Stop the Stolies: Honoring Victims of Stolen Car Crashes

stop-the-stolies-mural

Neu-Life Community Development teens began working in January of this year to create a public art project. They talked about different issues they saw in the community and decided to do their project on the topic of joyriding in stolen vehicles. Car theft committed by youth has been on the rise in Milwaukee, often resulting in fatalities. The teens chose artists Ammar Nsoroma and Dario Allen to help realize their creative vision. Together, they learned more about the topic through a session with Safe & Sound’s, Derrick Shoates.

The mural will be a memorial honoring victims of stolen car crashes in Milwaukee. They want the mural to be the last memorial that has to be made. Through this project, they hope to create change by spreading the message that everyone in the community is affected by joy-riding. Neighborhood resident, Renaldo Johnson, is hopeful that the project’s message and the Neu-Life Community Development teens’ presence will be a good influence on youth in the neighborhood, calling the project “a powerful statement.” Dejah Brown, a participant, shares, “We want to let them know that we care. We care about everybody’s life.”

Neu-Life Community Development teens will host a community sharing and painting session on the topic of joy-riding in stolen vehicles. Community members are encouraged to participate in the conversation, the painting of the mural, and learn more about prevention. The event will take place on Thursday, August 18 from 5-6pm at the corner of 19th & Meineke. Artists Working in Education, Inc. (A.W.E.) has partnered with Neu-Life Community Development, Safe & Sound, and artists, Ammar Nsoroma and Dario Allen to create a public mural.

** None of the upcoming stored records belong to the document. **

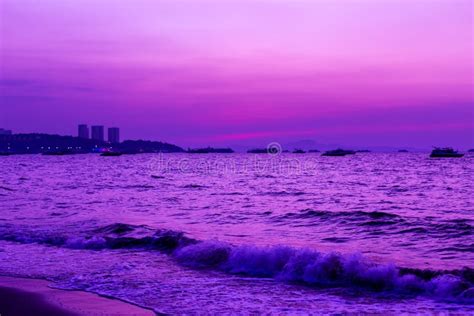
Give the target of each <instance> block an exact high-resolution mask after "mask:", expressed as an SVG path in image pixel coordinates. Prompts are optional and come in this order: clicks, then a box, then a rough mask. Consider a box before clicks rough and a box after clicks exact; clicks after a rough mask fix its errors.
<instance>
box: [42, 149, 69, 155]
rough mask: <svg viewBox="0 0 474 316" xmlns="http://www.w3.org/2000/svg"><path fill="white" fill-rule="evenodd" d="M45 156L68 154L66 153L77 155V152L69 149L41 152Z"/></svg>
mask: <svg viewBox="0 0 474 316" xmlns="http://www.w3.org/2000/svg"><path fill="white" fill-rule="evenodd" d="M41 154H42V155H43V156H66V155H75V154H76V153H75V152H72V151H67V150H51V151H45V152H43V153H41Z"/></svg>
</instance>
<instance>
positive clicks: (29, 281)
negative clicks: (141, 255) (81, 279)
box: [0, 276, 155, 316]
mask: <svg viewBox="0 0 474 316" xmlns="http://www.w3.org/2000/svg"><path fill="white" fill-rule="evenodd" d="M48 285H49V282H47V281H43V280H33V279H22V278H11V277H2V276H0V315H1V316H24V315H51V316H63V315H117V316H118V315H140V316H142V315H143V316H145V315H146V316H150V315H155V313H153V312H152V311H150V310H146V309H143V308H140V307H138V306H135V305H132V304H127V303H125V302H122V301H119V300H114V299H108V298H104V297H101V296H98V295H96V294H92V293H87V292H81V291H63V290H57V289H52V288H50V287H49V286H48Z"/></svg>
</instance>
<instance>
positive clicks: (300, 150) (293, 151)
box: [293, 149, 306, 154]
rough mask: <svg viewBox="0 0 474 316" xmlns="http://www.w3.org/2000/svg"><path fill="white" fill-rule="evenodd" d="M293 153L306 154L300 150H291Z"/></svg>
mask: <svg viewBox="0 0 474 316" xmlns="http://www.w3.org/2000/svg"><path fill="white" fill-rule="evenodd" d="M293 153H294V154H306V151H304V150H302V149H295V150H293Z"/></svg>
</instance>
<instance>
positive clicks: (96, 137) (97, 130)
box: [91, 125, 104, 142]
mask: <svg viewBox="0 0 474 316" xmlns="http://www.w3.org/2000/svg"><path fill="white" fill-rule="evenodd" d="M91 132H92V133H91V135H92V139H93V140H98V141H101V142H103V141H104V126H102V125H95V126H92V127H91Z"/></svg>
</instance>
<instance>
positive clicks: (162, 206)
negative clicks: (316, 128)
mask: <svg viewBox="0 0 474 316" xmlns="http://www.w3.org/2000/svg"><path fill="white" fill-rule="evenodd" d="M473 158H474V156H469V155H468V156H466V157H464V158H462V159H446V160H434V159H429V158H428V157H427V155H426V154H416V153H409V154H379V153H368V154H357V155H355V156H350V157H321V156H320V155H319V154H307V155H292V154H288V155H285V154H283V155H279V156H270V155H250V154H231V155H186V154H164V155H161V154H147V155H129V156H127V155H126V156H122V157H113V158H112V157H111V158H105V157H99V156H95V155H75V156H64V157H46V156H33V155H25V156H10V157H3V158H1V159H0V166H1V170H2V173H1V174H0V274H5V275H18V276H30V277H42V278H47V279H50V280H52V281H55V284H56V286H58V287H63V288H74V289H84V290H88V291H93V292H97V293H101V294H107V295H110V296H114V297H117V298H121V299H124V300H127V301H130V302H134V303H137V304H140V305H143V306H147V307H151V308H154V309H155V310H156V311H158V312H164V313H170V314H183V313H185V314H200V313H202V312H203V309H202V308H205V309H204V311H205V313H210V314H215V313H240V312H243V311H244V312H255V313H262V312H270V313H300V314H307V313H312V314H317V313H329V312H331V313H347V312H356V313H357V312H369V313H378V312H381V311H388V312H392V313H399V312H413V313H431V312H435V311H447V312H450V311H451V312H460V313H463V312H473V305H472V303H473V300H472V298H473V296H474V293H473V292H474V289H473V287H472V284H473V282H474V277H473V275H474V272H473V270H472V269H473V268H474V265H473V262H474V242H473V240H474V239H473V234H474V203H473V199H472V198H471V194H472V192H474V164H473V162H474V160H473Z"/></svg>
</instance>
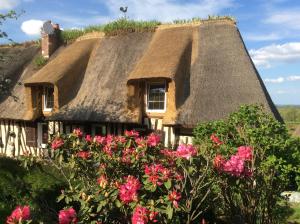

“Stop the Stolies” is one of five 5×3 projects A.W.E. will unveil in five neighborhoods this year as a part of its Artist in Residence program. A.W.E. 5×3 projects challenge teens to identify and address an issue that matters to them through large-scale public artwork. Through the projects, youth gain an understanding of the public art process, talk to key decision makers in their neighborhoods and present their ideas to the wider community. The artists and youth learn from each other and work together, sharing input that shapes the final product.

This project is funded by the Greater Milwaukee Foundation’s Racial Equity and Inclusion grant, MPS Partnership for the Arts and Humanities. Special thanks to Derrick Shoates of Safe & Sound for your work on this project.